Lastly, we explicitly comment on the limitations of the present investigation. The principal limitation of this investigation is represented by the relatively small sample size. We cannot exclude that the lack of statistical significance in the starting position of GO–HP between different cancer types (e.g., PDAC vs. prostate cancer; p = 0.12) could be due to the small sample size. On the other hand, computational studies [34] state that a large variance between two groups allows for the use of a regular t-test even with an extremely small sample size (n = 2) [35]. When we calculated the statistical significance between PDAC and breast cancer it returned a very low p-value of 4.7 · 10−7. Second, the poor representation in the sample of early stage PDAC patients seems to limit the relevance of our conclusions regarding the predictive ability of the test. However, the low rate of stage I and II PDAC is the real representation of the epidemiology of PDAC which is mostly detected at an advanced stage. Lastly, we cannot exclude that plasma proteins could undergo denaturation in dysprosium (III) nitrate hydrate. However, as clarified above, this is not a real weakness for diagnostic methods, whose main aim is the patients’ categorization and not the isolation of proteins in their active native state.

5. Conclusions

Using GO, human plasma, and 1 h incubation at 37 °C as model systems for the nanomaterial, the protein source, and the exposure condition, the developed MagLev NEB test was able to identify PDAC and breast cancer with high sensitivity and specificity. On the other hand, accuracy in identifying prostate cancer, and colorectal cancer was inadequate (<75%). As elsewhere specified [36], better performing versions of the MagLev NEB test may be easily achieved even for these cancer types (Figure 5).

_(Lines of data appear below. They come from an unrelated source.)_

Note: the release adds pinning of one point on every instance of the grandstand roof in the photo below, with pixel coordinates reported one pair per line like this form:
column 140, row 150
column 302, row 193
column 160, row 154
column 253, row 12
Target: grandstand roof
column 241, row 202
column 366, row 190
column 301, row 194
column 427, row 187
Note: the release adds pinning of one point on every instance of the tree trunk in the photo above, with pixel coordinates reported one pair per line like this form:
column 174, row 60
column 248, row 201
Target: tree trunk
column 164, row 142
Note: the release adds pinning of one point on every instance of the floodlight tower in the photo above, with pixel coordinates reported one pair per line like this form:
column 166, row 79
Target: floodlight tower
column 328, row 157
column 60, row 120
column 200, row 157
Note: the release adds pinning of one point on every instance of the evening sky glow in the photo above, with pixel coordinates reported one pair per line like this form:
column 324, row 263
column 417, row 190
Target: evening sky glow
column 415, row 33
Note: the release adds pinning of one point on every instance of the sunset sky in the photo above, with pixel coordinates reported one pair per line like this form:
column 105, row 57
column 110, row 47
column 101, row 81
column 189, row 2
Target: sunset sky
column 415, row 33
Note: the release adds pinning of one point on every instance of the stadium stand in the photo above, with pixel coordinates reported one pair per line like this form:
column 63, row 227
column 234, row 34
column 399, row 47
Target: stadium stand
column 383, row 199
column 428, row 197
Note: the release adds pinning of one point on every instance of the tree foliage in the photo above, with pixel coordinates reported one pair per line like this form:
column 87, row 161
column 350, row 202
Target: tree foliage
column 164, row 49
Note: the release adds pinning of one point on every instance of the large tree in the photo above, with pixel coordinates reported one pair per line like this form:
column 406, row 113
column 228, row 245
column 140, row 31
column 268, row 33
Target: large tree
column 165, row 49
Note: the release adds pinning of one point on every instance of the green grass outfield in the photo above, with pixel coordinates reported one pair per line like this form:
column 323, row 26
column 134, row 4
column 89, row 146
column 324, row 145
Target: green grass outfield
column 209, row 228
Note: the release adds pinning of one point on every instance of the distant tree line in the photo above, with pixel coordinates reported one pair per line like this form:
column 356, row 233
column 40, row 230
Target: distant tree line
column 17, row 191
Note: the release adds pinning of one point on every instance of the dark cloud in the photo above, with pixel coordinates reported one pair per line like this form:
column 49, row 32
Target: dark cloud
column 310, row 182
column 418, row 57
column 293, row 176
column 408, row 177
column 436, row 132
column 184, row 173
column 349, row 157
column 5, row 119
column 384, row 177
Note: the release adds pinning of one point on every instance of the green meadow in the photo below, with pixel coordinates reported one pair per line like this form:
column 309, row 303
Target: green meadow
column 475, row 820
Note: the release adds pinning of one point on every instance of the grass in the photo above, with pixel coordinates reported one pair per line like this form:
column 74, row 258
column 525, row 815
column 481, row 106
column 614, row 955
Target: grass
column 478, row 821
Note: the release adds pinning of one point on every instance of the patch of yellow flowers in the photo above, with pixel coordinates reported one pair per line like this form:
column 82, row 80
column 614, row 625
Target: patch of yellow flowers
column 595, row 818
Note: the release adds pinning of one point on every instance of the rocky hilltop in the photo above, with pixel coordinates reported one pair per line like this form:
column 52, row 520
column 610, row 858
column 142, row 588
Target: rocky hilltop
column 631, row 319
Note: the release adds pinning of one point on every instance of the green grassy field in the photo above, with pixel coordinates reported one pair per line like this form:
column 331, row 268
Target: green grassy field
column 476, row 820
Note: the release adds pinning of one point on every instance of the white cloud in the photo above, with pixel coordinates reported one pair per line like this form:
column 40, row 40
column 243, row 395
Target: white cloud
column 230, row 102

This methodology would benefit from the existence of almost endless combinations of tunable parameters, such as the intensity of magnetic field gradient, the paramagnetic medium, the chemical-physical properties of the nanomaterial, the protein source (e.g., human plasma, human serum, etc.), protein concentration and environmental factors (temperature, incubation time, shear stress, etc.). As MagLev is non-destructive testing, proteins isolated from the device could be analyzed by an analytical technique, such as LC MS/MS. While this does not fall within the scope of our investigation, this could represent a source of information to discover novel biomarkers of cancer growth and progression as well as to learn more about cancer biology. Beyond the conclusions of this proof-of-concept work, we envision our outcomes may pave the way for performing more in-depth investigations. When confirmed on a larger patient cohort, the MagLev NEB test could be clinically helpful at the first level of investigation to decide whether to perform more invasive exams and/or to follow up on oncological patients after surgery and/or pharmacological treatment.

Figure 5

Optimization of the MagLev NEB test for cancer detection. (a) For a given cancer type, a library of m nanoparticle types is exposed to plasma proteins from patients with and without the condition under n different exposure conditions (e.g., protein concentration, incubation time, shear stress, etc.). (b) Each library component is introduced in the MagLev device and the levitation profile is followed in time. Image processing allows for the identification of a set of MagLev fingerprints for cancer (e.g., starting position of the nanoparticle–protein corona, the relative abundance of the levitating fraction, etc.). (c) Research is aimed at identifying one of the (m × n) library components that maximize sensitivity and the specificity of the MagLev NEB test. (Adapted from ref. [36]).